Androidアプリで各パターンの値を取得する
ここからは、Android Studio での作業になります。
GTMをアプリに導入する
GTMは、GAのライブラリに含まれているので、build.gradle
の dependencies
に以下を追加してください。
compile 'com.google.android.gms:play-services-analytics:8.4.0'
また、GTMを利用するために必要なパーミッションは、android.permission.INTERNET
とandroid.permission.ACCESS_NETWORK_STATE
なので、必要ならばAndroidManifest.xml
に設定しておいてください。
GTMの初期化
GTMを初期化して、ユーザーがAパターンかBパターンかを確定します。
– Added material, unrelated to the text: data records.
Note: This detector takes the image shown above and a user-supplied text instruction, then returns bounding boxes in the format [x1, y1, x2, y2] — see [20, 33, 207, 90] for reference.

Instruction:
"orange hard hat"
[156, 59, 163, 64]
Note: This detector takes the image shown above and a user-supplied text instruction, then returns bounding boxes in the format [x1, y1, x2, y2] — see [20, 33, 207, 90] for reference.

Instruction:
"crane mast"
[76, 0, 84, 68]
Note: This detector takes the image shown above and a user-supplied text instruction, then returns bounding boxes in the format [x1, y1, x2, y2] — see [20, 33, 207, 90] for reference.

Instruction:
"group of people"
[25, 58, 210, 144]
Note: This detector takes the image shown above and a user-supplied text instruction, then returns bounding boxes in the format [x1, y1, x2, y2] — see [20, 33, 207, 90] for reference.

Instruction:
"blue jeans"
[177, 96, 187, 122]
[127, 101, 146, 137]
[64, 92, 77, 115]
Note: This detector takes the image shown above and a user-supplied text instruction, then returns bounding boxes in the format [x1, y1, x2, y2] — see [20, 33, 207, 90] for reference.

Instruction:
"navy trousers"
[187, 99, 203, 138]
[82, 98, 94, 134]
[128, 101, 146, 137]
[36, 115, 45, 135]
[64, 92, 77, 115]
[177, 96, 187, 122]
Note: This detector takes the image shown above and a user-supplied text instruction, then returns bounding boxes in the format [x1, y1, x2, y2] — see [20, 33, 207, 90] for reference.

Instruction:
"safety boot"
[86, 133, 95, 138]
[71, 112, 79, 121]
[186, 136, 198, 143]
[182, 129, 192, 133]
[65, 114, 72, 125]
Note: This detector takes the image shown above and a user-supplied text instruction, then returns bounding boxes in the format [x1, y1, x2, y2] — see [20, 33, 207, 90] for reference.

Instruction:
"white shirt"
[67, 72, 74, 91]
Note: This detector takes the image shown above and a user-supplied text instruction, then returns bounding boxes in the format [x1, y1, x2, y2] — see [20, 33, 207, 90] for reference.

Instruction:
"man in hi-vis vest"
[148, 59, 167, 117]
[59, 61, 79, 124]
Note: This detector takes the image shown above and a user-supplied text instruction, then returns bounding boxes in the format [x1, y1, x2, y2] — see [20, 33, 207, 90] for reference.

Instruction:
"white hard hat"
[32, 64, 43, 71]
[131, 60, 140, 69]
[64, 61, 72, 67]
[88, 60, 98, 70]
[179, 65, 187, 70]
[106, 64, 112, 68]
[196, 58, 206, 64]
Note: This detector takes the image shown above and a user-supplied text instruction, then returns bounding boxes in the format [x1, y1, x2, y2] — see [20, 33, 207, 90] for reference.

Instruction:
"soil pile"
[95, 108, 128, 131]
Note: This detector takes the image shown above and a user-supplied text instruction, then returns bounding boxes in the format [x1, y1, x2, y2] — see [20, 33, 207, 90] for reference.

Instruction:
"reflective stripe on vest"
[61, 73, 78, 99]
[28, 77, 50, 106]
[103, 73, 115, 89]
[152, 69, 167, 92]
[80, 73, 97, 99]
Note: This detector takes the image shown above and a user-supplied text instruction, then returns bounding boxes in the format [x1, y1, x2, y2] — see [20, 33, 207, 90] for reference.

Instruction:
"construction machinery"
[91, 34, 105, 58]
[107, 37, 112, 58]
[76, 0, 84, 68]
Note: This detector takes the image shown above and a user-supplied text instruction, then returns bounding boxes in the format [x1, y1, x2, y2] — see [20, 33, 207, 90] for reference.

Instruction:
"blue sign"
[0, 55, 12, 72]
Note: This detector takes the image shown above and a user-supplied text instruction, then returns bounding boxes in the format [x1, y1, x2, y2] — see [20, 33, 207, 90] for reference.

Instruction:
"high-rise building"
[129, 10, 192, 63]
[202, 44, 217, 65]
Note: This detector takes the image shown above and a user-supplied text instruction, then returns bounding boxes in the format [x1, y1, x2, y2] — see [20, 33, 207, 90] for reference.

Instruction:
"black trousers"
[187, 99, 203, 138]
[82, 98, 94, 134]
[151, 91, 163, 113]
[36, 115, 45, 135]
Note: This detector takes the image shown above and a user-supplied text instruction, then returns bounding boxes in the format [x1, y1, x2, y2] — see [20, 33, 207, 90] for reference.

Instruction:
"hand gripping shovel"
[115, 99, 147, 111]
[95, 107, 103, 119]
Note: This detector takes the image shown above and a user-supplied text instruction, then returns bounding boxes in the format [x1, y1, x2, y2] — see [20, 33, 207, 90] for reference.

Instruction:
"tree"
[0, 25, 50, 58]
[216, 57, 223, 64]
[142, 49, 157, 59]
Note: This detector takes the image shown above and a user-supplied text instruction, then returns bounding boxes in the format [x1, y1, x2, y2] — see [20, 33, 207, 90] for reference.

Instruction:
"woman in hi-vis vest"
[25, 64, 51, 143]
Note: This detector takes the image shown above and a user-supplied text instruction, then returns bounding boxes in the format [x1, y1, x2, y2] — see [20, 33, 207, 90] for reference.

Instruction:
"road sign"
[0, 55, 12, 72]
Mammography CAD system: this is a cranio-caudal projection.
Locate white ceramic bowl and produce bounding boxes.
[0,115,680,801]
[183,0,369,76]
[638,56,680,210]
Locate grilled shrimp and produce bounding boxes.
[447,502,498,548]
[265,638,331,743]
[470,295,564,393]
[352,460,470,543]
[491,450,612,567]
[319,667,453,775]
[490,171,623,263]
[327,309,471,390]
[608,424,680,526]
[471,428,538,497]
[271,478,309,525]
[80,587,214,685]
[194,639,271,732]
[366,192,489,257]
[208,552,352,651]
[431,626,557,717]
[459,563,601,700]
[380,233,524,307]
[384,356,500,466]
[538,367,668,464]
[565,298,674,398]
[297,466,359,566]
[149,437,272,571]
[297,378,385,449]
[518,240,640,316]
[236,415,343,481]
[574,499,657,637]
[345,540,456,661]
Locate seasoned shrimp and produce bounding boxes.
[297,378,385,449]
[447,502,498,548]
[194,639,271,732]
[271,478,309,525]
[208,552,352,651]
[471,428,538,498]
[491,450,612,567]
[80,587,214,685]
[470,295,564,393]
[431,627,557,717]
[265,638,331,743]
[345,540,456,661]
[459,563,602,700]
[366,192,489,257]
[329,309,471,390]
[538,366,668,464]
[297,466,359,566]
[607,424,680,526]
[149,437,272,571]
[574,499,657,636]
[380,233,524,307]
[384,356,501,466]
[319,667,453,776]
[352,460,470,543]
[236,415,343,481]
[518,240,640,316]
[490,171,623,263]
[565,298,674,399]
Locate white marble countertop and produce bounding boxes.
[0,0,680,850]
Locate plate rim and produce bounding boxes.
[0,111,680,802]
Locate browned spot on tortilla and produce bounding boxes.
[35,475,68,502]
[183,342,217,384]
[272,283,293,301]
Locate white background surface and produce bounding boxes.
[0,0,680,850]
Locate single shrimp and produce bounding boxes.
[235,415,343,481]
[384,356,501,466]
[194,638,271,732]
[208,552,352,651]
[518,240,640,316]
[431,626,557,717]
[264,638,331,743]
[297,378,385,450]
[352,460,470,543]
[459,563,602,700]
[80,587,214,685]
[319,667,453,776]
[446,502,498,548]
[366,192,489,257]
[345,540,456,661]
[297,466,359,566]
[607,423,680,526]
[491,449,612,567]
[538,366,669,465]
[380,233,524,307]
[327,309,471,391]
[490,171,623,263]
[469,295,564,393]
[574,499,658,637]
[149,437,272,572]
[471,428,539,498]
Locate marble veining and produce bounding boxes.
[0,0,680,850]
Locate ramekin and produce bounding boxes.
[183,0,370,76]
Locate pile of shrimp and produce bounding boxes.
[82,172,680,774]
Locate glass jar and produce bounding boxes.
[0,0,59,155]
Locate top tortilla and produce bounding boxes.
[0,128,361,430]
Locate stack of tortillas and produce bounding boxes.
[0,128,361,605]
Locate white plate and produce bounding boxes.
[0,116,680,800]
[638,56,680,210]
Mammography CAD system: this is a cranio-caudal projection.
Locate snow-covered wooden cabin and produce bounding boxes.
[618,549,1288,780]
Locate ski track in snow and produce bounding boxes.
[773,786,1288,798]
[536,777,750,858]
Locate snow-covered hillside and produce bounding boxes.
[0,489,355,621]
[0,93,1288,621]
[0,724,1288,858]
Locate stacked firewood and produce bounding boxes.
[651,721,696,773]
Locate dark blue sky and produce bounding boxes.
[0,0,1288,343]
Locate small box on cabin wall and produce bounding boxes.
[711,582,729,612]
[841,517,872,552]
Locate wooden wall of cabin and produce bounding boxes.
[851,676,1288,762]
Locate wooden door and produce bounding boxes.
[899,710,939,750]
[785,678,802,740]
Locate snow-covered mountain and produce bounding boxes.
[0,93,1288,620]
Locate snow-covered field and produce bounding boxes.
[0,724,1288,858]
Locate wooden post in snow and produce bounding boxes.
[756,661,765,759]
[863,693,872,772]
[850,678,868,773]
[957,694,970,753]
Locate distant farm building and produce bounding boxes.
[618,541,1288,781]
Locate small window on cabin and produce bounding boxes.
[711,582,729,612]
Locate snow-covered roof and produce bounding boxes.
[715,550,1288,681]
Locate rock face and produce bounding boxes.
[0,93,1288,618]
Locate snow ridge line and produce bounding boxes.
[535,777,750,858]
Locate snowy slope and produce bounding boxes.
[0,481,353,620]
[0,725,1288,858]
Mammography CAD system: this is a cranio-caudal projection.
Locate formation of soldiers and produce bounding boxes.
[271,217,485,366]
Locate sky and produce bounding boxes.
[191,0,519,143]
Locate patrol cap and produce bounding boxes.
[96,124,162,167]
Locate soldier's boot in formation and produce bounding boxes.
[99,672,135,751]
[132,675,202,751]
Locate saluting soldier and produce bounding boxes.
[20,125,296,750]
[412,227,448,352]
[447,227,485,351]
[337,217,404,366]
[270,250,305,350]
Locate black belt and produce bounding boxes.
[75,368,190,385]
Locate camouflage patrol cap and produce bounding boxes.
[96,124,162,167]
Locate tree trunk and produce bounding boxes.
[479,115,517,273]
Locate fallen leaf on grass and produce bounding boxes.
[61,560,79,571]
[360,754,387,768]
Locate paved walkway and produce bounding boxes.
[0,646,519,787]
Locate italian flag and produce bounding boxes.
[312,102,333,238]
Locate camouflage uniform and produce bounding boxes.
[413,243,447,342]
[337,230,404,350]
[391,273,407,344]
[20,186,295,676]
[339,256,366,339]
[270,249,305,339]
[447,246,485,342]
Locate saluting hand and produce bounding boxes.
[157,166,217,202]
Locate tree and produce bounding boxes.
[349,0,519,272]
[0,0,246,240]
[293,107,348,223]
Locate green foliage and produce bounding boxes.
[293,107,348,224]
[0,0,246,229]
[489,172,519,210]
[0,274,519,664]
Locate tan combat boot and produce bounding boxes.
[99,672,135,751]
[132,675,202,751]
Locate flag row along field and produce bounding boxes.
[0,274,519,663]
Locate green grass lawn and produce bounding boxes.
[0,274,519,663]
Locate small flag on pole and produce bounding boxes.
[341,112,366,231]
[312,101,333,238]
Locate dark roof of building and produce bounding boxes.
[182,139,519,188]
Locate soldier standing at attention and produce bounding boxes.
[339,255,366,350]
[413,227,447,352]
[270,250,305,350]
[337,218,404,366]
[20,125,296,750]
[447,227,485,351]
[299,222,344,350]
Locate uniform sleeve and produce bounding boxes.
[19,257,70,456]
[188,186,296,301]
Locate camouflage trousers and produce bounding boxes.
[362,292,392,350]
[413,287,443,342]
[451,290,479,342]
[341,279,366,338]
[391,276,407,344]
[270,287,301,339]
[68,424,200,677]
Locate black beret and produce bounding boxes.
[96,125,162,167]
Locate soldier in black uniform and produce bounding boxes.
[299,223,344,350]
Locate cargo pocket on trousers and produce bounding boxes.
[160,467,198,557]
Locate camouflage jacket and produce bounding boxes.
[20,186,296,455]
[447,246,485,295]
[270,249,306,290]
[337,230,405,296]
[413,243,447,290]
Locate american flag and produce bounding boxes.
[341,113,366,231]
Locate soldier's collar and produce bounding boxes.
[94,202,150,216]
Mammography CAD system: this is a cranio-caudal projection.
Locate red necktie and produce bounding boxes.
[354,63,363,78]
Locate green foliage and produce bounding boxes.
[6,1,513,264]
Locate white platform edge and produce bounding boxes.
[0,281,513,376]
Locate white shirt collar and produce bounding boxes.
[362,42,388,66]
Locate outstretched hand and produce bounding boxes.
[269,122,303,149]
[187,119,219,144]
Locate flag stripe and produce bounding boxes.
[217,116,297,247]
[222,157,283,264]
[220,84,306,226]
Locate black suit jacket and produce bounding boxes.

GTMの初期化は、以下のように書きます。アプリの初期化の際に、実施するのが良いと思われます。
TagManager tagManager = TagManager.getInstance(this);
PendingResult<ContainerHolder> pending = tagManager.loadContainerPreferNonDefault("GTM-XXXXXX", R.raw.gtm_default_container);
pending.setResultCallback(new ResultCallback<ContainerHolder>() {
@Override
public void onResult(ContainerHolder containerHolder) {
if (!containerHolder.getStatus().isSuccess()) {
Log.e(TAG, "failure loading container");
return;
}
ContainerHolderSingleton.setContainerHolder(containerHolder);
}
}, 2, TimeUnit.SECONDS);
ここで、GTM-XXXXXX
は自分のコンテナID、R.raw.gtm_default_container
はコンテナを公開した後にダウンロードしたバイナリファイルです。バイナリファイルはres/raw
ディレクトリに配置すること、バイナリファイル名(元々は「GTM-XXXXXX」)が大文字を含まないようにリネームすることに注意してください(リネームしないとエラーになります)。また、取得したContainerHolder
をアプリのどこからでも参照できるようにContainerHolderSingleton
というシングルトンクラスを作って、セットしておきます。
public class ContainerHolderSingleton {
private static ContainerHolder containerHolder;
private ContainerHolderSingleton() {
}
public static ContainerHolder getContainerHolder() {
return containerHolder;
}
public static void setContainerHolder(ContainerHolder c) {
containerHolder = c;
}
}
値の取得
最後に値の取得を行います。
@Override
protected void onCreate(Bundle savedInstanceState) {
super.onCreate(savedInstanceState);
setContentView(R.layout.activity_main);
TextView textView = (TextView) findViewById(R.id.textView);
ContainerHolder containerHolder = ContainerHolderSingleton.getContainerHolder();
String text = containerHolder.getContainer().getString("text");
// 「Aパターンです。」 または 「Bパターンです。」 が表示される。
textView.setText(text);
}
Container#getString(String key)
メソッドで値の取得をすることができます。ここで取得できる値は、ユーザーがどのパターンであるかによって変わります。文言や色などのシンプルなデータなら、GTMから取得した値をそのまま表示すれば良いです。もし、レイアウト自体を大きく変えたい場合は、取得した値をフラグにして読み込むべきレイアウトのxmlを変えるという実装になると思います。
おわりに
この記事では、アプリでABパターンを出し分けるための方法を紹介しました。この時点では、まだテストの解析や開始条件の設定といったことがわからないと思います。それについては、また別の機会に紹介したいと思います。